PCP junta-se ao PSD para pedir apreciação parlamentar do decreto do Governo sobre teletrabalho

Depois de o PSD ter avançado com um pedido para alterar o decreto do Governo no Parlamento, o PCP apresentou também uma iniciativa no mesmo sentido, considerando que o prolongamento do teletrabalho até ao final do ano é “insustentável” e tem consequências “profundas e muito negativas” em termos económicos e sociais.

Tiago Petinga/LUSA

O Partido Comunista Português (PCP) pediu esta segunda-feira a apreciação parlamentar do decreto do Governo sobre o teletrabalho. O partido liderado por Jerónimo de Sousa junta-se assim ao Partido Social Democrata (PSD) para contestar o prolongamento do teletrabalho até ao final do ano, considerando a medida “insustentável” e com consequências “profundas e muito negativas” em termos económicos e sociais.

“A sucessão de declarações do estado de emergência, a repetição indefinida das medidas restritivas não são a resposta aos problemas, mas antes têm sido a resposta para o avolumar dos problemas económicos e sociais que daí resultam”, defendem os comunistas, no pedido de apreciação parlamentar entregue na Assembleia da República.

O PCP defende que deve ser “encarada como a prioridade” uma alternativa às medidas restritivas implementadas (inclui ao teletrabalho obrigatório), para combater a Covid-19, garantindo também o “cumprimento da democracia e de respeito pela Constituição”. Por isso, entende que prolongar o teletrabalho, é “insustentável, quer pelos problemas económicos e sociais que daí resultam, quer por razões de saúde de toda a população”.

No decreto do Governo, promulgado pelo Presidente da República, está previsto que “a prorrogação e manutenção de medidas específicas aplicáveis às empresas com locais de trabalho com 50 ou mais trabalhadores”, como o teletrabalho obrigatório e o desfasamento de horários, até 31 de dezembro. A justificar a medida está a evolução da Covid-19, “numa fase em que se projeta a retoma gradual e faseada da atividade económica”.

O PCP diz, no entanto, que, com a prorrogação do teletrabalho até ao final do ano, o Governo dá a ideia de que “Portugal pode continuar indefinidamente em estado de emergência”, quando este é um estado de exceção.

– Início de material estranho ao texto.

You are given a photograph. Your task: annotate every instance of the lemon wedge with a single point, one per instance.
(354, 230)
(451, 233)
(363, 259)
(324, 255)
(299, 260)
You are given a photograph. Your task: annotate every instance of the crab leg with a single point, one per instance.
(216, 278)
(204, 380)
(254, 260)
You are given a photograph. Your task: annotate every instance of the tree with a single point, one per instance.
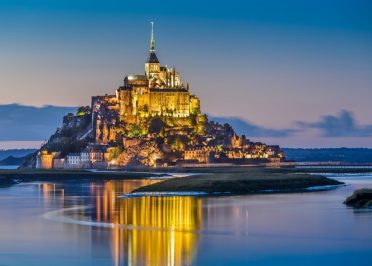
(156, 125)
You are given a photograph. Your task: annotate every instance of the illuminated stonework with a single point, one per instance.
(151, 120)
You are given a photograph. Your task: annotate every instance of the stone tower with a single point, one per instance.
(152, 65)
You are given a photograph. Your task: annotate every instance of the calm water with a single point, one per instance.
(87, 224)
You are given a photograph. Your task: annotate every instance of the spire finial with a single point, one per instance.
(152, 41)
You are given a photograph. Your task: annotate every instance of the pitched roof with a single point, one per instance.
(152, 58)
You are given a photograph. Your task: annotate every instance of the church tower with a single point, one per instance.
(152, 65)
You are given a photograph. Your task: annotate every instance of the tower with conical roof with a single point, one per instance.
(152, 65)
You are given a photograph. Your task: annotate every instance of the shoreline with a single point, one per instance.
(212, 181)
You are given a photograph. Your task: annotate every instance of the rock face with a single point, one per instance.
(361, 198)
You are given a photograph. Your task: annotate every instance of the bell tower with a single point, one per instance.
(152, 65)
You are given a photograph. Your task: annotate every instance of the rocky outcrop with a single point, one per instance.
(361, 198)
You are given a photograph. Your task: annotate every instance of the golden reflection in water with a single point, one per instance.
(163, 227)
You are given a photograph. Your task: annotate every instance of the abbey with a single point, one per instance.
(152, 119)
(158, 92)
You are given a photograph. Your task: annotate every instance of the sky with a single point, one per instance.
(294, 73)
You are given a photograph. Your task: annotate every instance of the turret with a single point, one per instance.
(152, 65)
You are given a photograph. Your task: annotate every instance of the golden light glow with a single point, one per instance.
(163, 230)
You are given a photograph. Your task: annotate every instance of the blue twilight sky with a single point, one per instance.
(296, 73)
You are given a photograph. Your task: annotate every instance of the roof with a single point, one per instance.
(152, 58)
(137, 77)
(73, 154)
(168, 90)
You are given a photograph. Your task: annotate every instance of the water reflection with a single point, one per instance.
(163, 227)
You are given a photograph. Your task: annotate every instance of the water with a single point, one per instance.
(8, 167)
(85, 223)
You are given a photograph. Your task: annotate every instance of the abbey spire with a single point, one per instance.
(152, 65)
(152, 41)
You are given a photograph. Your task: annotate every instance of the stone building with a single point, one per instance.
(159, 91)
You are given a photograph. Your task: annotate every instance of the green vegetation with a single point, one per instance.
(83, 110)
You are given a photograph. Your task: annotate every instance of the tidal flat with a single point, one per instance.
(234, 180)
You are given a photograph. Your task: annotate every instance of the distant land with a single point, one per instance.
(346, 155)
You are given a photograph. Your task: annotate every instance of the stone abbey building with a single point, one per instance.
(151, 120)
(158, 92)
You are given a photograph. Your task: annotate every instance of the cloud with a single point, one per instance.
(342, 125)
(242, 126)
(20, 122)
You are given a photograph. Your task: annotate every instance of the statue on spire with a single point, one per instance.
(152, 41)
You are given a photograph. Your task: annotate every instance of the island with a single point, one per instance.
(152, 120)
(242, 181)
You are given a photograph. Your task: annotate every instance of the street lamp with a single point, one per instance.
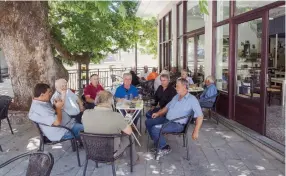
(0, 71)
(140, 33)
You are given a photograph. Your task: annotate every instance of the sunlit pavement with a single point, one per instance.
(218, 151)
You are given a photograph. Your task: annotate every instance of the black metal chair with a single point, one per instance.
(5, 102)
(40, 163)
(100, 149)
(184, 133)
(147, 91)
(213, 107)
(44, 140)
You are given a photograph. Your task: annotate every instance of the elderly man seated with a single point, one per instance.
(126, 91)
(91, 91)
(41, 111)
(102, 120)
(183, 104)
(72, 104)
(153, 75)
(157, 81)
(208, 97)
(184, 74)
(144, 73)
(163, 95)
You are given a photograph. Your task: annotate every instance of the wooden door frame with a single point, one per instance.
(264, 56)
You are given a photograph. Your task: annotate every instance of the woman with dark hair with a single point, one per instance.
(135, 79)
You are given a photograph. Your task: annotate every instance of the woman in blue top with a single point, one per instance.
(126, 90)
(184, 74)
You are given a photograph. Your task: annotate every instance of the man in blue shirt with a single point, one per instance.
(183, 104)
(126, 89)
(208, 97)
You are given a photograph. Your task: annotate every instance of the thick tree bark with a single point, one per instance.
(25, 40)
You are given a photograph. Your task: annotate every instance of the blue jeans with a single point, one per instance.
(76, 129)
(171, 127)
(149, 123)
(136, 119)
(149, 113)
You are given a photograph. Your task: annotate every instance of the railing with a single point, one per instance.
(103, 73)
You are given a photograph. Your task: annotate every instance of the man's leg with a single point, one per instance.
(124, 142)
(76, 129)
(149, 113)
(78, 117)
(89, 105)
(171, 127)
(149, 123)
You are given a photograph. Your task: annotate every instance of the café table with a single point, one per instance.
(195, 90)
(131, 113)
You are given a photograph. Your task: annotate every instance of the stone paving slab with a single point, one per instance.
(219, 151)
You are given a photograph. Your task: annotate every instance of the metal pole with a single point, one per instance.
(136, 57)
(0, 73)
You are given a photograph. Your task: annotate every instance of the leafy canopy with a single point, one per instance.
(97, 27)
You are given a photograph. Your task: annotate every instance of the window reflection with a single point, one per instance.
(222, 54)
(248, 62)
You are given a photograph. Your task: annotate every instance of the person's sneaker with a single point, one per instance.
(164, 151)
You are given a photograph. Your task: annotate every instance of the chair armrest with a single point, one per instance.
(206, 99)
(59, 126)
(171, 121)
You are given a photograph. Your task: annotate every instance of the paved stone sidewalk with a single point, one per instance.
(218, 151)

“As medidas restritivas impostas têm consequências profundas e muito negativas nas condições gerais da saúde dos portugueses, incluindo a saúde mental. Têm consequências na destruição de emprego, na perda de salário e rendimento das famílias, na degradação das condições de vida, nas dificuldades de acesso a bens e serviços. Não é aceitável que essas consequências sejam desvalorizadas”, reitera.

Também o PSD avançou com um pedido de apreciação parlamentar na quarta-feira, considerando “inaceitável” prolongar as limitações aos direitos laborais, sem “fundamentação técnico científica justificativa”, numa altura em que se prevê a retoma e o desconfinamento progressivo. O Iniciativa Liberal já tinha também manifestado a intenção de rever o decreto no Parlamento e lançou o repto aos restantes partidos, tendo em conta que o pedido de apreciação parlamentar tem de ser subscrito por 10 deputados.